REPUBLIKA.CO.ID, ADDIS ABABA -- Pemerintah Sudan Selatan dan pemberontak di wilayah itu kembali menyepakati untuk mengakhiri pertempuran. Mereka pun akan membentuk pemerintahan transisi dalam waktu 60 hari.
BBC melaporkan, blok regional IGAD yang memediasi konflik tersebut, telah mengancam akan menjatuhkan sanksi jika mereka tidak mematuhi kesepakatan. Pertemuan tersebut dihadiri oleh Presiden Salva Kiir dan pemimpin pemberontak Riek Machar di Addis Ababa, Ethiopia.
"Jika mereka tidak mematuhi kesepakatan ini, IGAD sebagai bentuk organisasi, akan ikut menciptakan perdamaian di Sudan Selatan. Dalam hal ini, kami memiliki beberapa opsi termasuk penjatuhan sanksi dan tindakan-tindakan lainnya," kata Perdana Menteri Ethiopia Hailemariam Desalegn.
Sebelumnya, kedua belah pihak juga telah melakukan kesepakatan mengakhiri kekerasan. Namun sayangnya, kesepakatan itu pun gagal dilakukan dan krisis kemanusian semakin memburuk.
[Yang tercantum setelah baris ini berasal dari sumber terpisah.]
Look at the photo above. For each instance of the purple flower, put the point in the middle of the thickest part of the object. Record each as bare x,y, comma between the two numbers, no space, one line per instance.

Ancaman dari para negara tetangga itu pun merupakan ancaman pertama kalinya yang diberikan kepada Sudan Selatan. Hal ini menunjukan bahwa mereka merasa frustasi atas kondisi di negara tersebut.
Ribuan orang dinyatakan telah tewas dalam konflik ini. Bahkan, jutaan warganya pun telah mengungsi. Konflik ini bermula dari konflik politik antara Kiir dan Machar, mantan wakil presiden yang dipecat, yang kemudian membesar menjadi konflik etnis.